Putting checkpoints to work in thread level speculative execution
MetadataShow full item record
With the advent of Chip Multi Processors (CMPs), improving performance relies on the programmers/compilers to expose thread level parallelism to the underlying hardware. Unfortunately, this is a difficult and error-prone process for the programmers, while state of the art compiler techniques are unable to provide significant benefits for many classes of applications. An interesting alternative is offered by systems that support Thread Level Speculation (TLS), which relieve the programmer and compiler from checking for thread dependencies and instead use the hardware to enforce them. Unfortunately, data misspeculation results in a high cost since all the intermediate results have to be discarded and threads have to roll back to the beginning of the speculative task.
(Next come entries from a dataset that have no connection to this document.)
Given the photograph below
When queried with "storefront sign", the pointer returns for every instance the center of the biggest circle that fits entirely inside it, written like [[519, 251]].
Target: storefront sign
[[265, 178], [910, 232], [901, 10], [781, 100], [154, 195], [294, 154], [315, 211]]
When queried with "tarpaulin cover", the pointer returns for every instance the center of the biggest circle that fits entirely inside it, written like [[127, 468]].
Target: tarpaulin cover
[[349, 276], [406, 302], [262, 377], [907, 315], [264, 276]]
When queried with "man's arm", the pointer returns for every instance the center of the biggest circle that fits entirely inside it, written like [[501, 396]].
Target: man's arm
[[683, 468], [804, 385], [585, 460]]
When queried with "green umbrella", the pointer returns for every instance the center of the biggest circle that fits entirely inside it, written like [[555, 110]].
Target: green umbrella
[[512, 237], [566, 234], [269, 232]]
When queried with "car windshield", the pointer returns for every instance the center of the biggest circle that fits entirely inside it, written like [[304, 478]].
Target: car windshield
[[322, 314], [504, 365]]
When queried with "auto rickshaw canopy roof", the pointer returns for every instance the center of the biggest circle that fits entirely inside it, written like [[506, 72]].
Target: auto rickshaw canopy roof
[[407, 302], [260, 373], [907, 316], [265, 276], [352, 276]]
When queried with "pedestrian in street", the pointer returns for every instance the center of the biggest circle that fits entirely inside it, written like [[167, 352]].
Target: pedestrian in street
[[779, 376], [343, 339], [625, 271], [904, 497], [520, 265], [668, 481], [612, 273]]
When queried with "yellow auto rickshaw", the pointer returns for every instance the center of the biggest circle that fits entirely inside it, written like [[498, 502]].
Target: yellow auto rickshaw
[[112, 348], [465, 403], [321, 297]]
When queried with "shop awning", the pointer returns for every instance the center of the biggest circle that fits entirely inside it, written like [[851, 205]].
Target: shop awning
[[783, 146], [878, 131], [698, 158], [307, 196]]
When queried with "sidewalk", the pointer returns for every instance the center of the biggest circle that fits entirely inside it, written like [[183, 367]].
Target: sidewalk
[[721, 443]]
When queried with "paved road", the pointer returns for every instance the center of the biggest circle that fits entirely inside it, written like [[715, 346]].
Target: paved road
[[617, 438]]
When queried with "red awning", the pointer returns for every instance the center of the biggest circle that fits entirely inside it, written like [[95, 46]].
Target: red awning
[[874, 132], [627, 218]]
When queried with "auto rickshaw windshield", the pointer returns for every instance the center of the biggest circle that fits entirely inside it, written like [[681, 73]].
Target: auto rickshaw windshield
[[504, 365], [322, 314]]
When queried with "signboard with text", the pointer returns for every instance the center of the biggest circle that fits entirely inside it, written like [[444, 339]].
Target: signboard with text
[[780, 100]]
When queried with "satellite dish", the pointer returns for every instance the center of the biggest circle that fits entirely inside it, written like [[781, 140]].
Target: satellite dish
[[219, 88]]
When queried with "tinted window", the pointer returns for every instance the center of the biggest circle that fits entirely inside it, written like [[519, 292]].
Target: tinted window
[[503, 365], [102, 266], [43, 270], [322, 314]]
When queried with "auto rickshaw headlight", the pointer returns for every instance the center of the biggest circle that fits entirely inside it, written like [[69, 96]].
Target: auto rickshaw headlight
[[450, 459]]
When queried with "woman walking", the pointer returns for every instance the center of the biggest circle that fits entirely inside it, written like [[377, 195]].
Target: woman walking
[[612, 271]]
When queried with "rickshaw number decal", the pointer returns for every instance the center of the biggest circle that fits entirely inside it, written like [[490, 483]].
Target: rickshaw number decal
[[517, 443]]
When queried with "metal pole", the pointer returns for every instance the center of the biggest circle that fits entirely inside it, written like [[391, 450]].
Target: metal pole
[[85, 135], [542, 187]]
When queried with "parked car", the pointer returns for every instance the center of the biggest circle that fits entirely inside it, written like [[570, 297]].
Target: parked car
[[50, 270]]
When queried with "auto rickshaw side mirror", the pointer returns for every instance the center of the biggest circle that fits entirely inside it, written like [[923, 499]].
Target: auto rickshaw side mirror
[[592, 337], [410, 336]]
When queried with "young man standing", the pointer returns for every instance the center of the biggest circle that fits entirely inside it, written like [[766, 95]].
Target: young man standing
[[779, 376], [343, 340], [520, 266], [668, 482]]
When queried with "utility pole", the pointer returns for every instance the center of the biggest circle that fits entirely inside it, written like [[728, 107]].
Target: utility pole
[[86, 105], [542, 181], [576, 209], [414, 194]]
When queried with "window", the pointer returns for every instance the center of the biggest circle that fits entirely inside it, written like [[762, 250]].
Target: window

For this reason intermediate checkpointing of the state of the TLS threads has been proposed. When the violation does occur, we now have to roll back to a checkpoint before the violating instruction and not to the start of the task. However, previous work omits study of the microarchitectural details and implementation issues that are essential for effective checkpointing. Further, checkpoints have only been proposed and evaluated for a narrow class of benchmarks. This thesis studies checkpoints on a state of the art TLS system running a variety of benchmarks. The mechanisms required for checkpointing and the costs associated are described. Hardware modifications required for making checkpointed execution efficient in time and power are proposed and evaluated. Further, the need for accurately identifying suitable points for placing checkpoints is established. Various techniques for identifying these points are analysed in terms of both effectiveness and viability. This includes an extensive evaluation of data dependence prediction techniques. The results show that checkpointing thread level speculative execution results in consistent power savings, and for many benchmarks leads to speedups as well.